Le Capharnaüm dans ma tête et les histoires de tous les jours
Qui est un génie aujourd'hui en avait les prémices quatre ans plus tôt. C'est de moi, bien sûr, dont je parle. Si cette trop grande honnêteté vous agace (et vous blesse) vous, chers lecteurs, vous pouvez quitter ce blog sans demander votre reste.
MAIS NON VOYONS ! Je plaisante...
Je veux juste parler de... ma jeunesse, mes années lycée. Si lointaines... A vrai dire je n'étais pas une grande amatrice du lycée, il y régnait une ambiance un peu lourde, où le moindre retard ou absence prenait des proportions grandiloquentes et les codes entre élèves étaient presque aussi stéréotypés que Facebook (que j'ai quitté il y a deux ans. Je sais, c'est pourtant plutôt pratique pour la diffusion publicitaire de son blog... tant pis !! HAHA !!) Ma classe de première-terminale était cependant majoritairement assez sympathique, un microcosme assez agréable où la pratique littéraire dans ce clan de scientifiques brillants et acharnés n'était pas méprisée. Les têtes de classe diffusaient leurs états d'âme en poèmes, on s'entretenaient sur des projets de roman.
Loin de toute poésie et monde imaginaire, j'ai commencé à écrire mes "théories", articles sur les phénomènes du monde réel qui m'entourait. Ceci est la première, un court compte-rendu sur ce que j'ai observé autour de moi, des confidences que j'ai reçues, des anecdotes que j'ai vécues et où j'ai relevé les points communs entre certains de mes amis, garçons sensibles et amoureux... selon un schéma particulier, et pas si rare.
A savoir que ce texte date un peu et que j'ai quelque peu changé mon point de vue depuis. Chaque histoire et chaque caractère n'équivaut pas un autre, ce n'est que dans un objectif humoristique que je range tout le monde dans le même panier.
A messieurs RC, JN, WS et QM, qui ont été mes charmants objets d'étude.
A Tom et Julien, que j'ai rencontrés plus tard, et qui correspondent plus ou moins au profil.

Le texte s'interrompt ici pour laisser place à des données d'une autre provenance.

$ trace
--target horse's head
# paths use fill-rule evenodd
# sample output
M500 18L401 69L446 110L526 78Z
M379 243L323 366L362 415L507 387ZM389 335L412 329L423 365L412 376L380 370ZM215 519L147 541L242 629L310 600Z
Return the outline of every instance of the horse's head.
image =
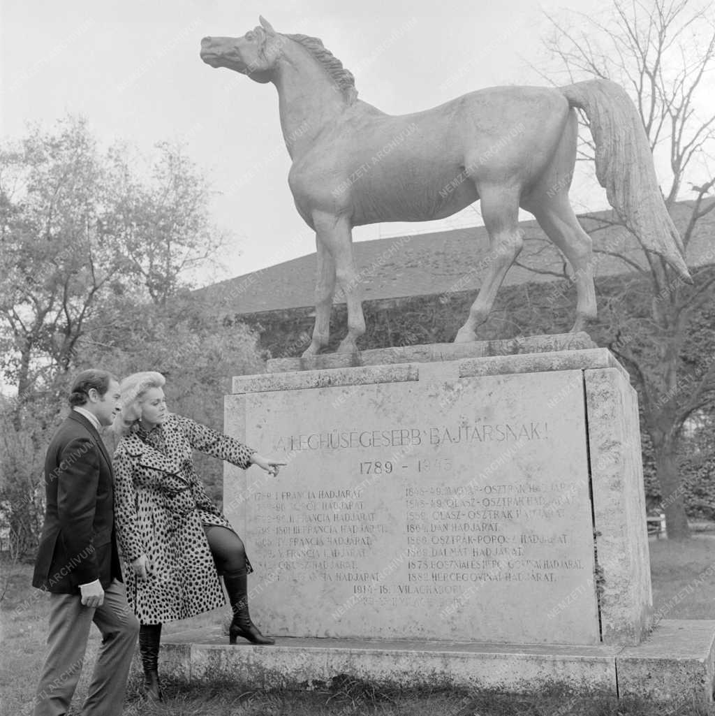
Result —
M201 59L212 67L228 67L257 82L271 81L285 38L267 20L243 37L204 37Z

Théorie de la fille idéale
Vous : une fille sympa, un ou deu ex sur votre tableau de chasse
Lui : Mec timide, pas mal, bon élève, la fierté de ses parents, l'amour de ses profs. Pas trop votre style, mais malgré tout sympathique. Tableau de chasse : le néant (on s'en serait douté !)
Bref, vous tombez amoureuse. Bon, on lui donnerait le bon Dieu sans confession, mais vous êtes maîtresse de votre art et suffisamment diabolique pour le détourner du droit chemin. Vous vous faites très vite amie avec lui et LÀ, vous percevez votre principal obstacle : votre niais est amoureux d'une fille depuis au moins un an ou deux, si ce n'est depuis le CE1 ! Une fille qui vous le laisserait volontiers, et qui fréquemment ne le sait pas. Votre rivale implicite ! Souvent une connaissance, une fille plus ou moins sympa, une amie à lui. La fille idéale, le fléau de ces dernières années. Des mois de combats intensifs et rudes où la victoire est savoureuse même s'il vous aura soutenu jusqu'au bout qu'il l'aime ! Et toujours cette légère frénésie de vouloir tout arrêter et de sauter dans les bras d'un mec qui a juste envie de coucher. Un vrai mec quoi, sans sentiments, juste du pur sexe, le prototype des préjugés ! Plus qu'un mythe, malheureusement, on dirait que les effets des OGM rendent impuissants !
Mais je répète, le résultat est souvent plaisant. On dirait même que votre travail de succube aurait... trop bien marché ?
En fait, Eve, elle a juste donné une pomme bio à Adam.